Many of the chromosomes in human Ku86 null cells lack telomeres. FISH analyses of metaphase chromosomes with a telomere-specific Cy3-(C₃TA₂)₃ protein–nucleic acid probe. Telomeres are seen as red dots, and metaphase chromosomes are stained blue. (A–D) Four independent metaphases observed in Ku86^flox/− cells treated with AdCre. The percentage of SFEs is shown for each metaphase. (E) An enlargement of 3 chromosomes observed in a metaphase derived from Ku86^flox/− cells treated with AdCre showing the apparent fusion of the sisters either with some residual telomere sequence (small red dots) or apparently lacking all telomeric sequence. Representative metaphases derived from: (F) Ku86^flox/− cells treated with AdCMV, (G) uninfected Ku86^flox/+ cells, or (H) Ku86^flox/+ cells treated with AdCre are also shown. (Magnification: 120×.)

Fig. 5.

Significant telomere loss in Ku86 null cells. (A) A total of 76 metaphases were scored for the percentage of SFEs, and the number of metaphases containing 0–10%, 10–20%, etc. SFEs is shown. Every metaphase had at least 20–30% SFEs, and most metaphases exhibited 70–80% SFE. (B) Ku86 null cells undergo telomere loss. The indicated cell lines were subjected to the indicated treatments and scored for SFEs. Total Chrs*, total chromosomes. The number is smaller than the theoretical total because some metaphases contained <46 distinguishable chromosomes, and only chromosomes that could be unambiguously scored were included.

Fig. 6.

Human Ku86 null cells contain elevated levels of extrachromosomal t-circles.
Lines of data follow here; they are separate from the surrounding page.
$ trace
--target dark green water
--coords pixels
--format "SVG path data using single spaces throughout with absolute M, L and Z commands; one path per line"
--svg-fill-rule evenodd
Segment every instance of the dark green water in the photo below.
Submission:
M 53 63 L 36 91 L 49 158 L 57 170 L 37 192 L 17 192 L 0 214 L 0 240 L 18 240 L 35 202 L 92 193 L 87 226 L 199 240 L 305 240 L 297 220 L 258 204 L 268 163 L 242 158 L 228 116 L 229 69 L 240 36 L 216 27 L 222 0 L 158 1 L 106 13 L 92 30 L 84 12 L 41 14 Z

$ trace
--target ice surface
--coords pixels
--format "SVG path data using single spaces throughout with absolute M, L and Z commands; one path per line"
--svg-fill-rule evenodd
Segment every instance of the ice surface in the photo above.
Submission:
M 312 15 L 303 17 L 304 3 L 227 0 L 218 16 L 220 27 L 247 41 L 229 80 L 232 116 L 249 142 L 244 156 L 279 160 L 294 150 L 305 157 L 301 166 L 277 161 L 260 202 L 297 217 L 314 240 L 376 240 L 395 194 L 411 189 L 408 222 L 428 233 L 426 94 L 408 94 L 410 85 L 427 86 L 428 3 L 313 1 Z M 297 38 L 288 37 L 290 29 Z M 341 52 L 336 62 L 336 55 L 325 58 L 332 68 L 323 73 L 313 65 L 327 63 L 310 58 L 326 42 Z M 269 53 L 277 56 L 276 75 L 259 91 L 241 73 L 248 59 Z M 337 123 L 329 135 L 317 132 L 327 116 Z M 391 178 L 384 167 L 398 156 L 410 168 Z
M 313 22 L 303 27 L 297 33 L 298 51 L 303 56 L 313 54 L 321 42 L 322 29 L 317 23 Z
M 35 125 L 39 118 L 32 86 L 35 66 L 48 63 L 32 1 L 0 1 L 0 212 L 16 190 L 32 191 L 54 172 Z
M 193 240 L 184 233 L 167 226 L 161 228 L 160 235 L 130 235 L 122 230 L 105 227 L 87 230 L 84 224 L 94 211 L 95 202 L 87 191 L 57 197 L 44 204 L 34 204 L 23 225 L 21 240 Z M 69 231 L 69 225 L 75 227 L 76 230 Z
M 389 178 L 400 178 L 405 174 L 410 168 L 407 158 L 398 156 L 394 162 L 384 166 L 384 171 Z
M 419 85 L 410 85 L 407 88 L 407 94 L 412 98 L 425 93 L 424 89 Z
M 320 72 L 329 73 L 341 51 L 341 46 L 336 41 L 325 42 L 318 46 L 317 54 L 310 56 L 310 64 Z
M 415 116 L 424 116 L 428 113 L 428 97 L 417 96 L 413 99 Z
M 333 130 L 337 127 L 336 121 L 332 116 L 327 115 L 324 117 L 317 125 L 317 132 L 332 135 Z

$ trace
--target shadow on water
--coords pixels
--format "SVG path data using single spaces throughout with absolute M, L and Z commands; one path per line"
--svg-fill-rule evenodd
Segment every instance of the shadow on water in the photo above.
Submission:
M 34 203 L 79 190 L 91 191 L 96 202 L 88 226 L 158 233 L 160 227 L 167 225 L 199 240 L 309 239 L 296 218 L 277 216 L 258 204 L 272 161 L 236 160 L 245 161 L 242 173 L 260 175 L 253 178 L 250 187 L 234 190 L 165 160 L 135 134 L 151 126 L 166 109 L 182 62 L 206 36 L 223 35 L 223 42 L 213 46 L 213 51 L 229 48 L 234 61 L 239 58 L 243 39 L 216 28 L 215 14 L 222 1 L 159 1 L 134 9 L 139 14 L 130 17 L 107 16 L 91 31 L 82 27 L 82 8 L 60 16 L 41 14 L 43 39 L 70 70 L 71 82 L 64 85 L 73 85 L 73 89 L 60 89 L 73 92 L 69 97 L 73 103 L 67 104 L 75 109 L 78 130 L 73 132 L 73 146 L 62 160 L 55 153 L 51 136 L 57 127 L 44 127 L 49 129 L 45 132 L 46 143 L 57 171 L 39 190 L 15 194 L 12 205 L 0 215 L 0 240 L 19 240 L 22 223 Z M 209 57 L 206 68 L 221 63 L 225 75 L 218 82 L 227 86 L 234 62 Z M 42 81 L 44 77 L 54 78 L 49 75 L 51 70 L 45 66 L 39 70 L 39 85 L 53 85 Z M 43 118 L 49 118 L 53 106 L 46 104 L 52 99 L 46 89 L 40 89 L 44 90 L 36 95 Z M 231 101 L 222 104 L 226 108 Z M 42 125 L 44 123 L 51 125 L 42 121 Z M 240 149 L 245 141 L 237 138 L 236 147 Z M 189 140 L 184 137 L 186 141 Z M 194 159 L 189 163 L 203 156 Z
Two-dimensional neutral/neutral gel electrophoresis analyses of AluI-restriction enzyme-digested genomic DNA from the indicated cell lines. After electrophoresis, each gel was transferred to nitrocellulose and hybridized with a ³²P-(C₃TA₂)₃ telomere-specific probe. (A) A diagram showing the expected arced migration of linear genomic DNA (finger) and the elevated arc expected for open-circular (“t-circle”) DNA (arrow). (B–F) Autoradiograms of the gels produced by using AluI-digested genomic DNA from the indicated cell lines: (B) uninfected Ku86^flox/− cells; (C) Ku86^flox/− cells treated with AdCMV; (D) Ku86^flox/+ cells treated with AdCre; (E) Ku86^flox/− cells treated with AdCre; and (F) uninfected ALT WI-38 VA13 cells. (Magnification: 1×.)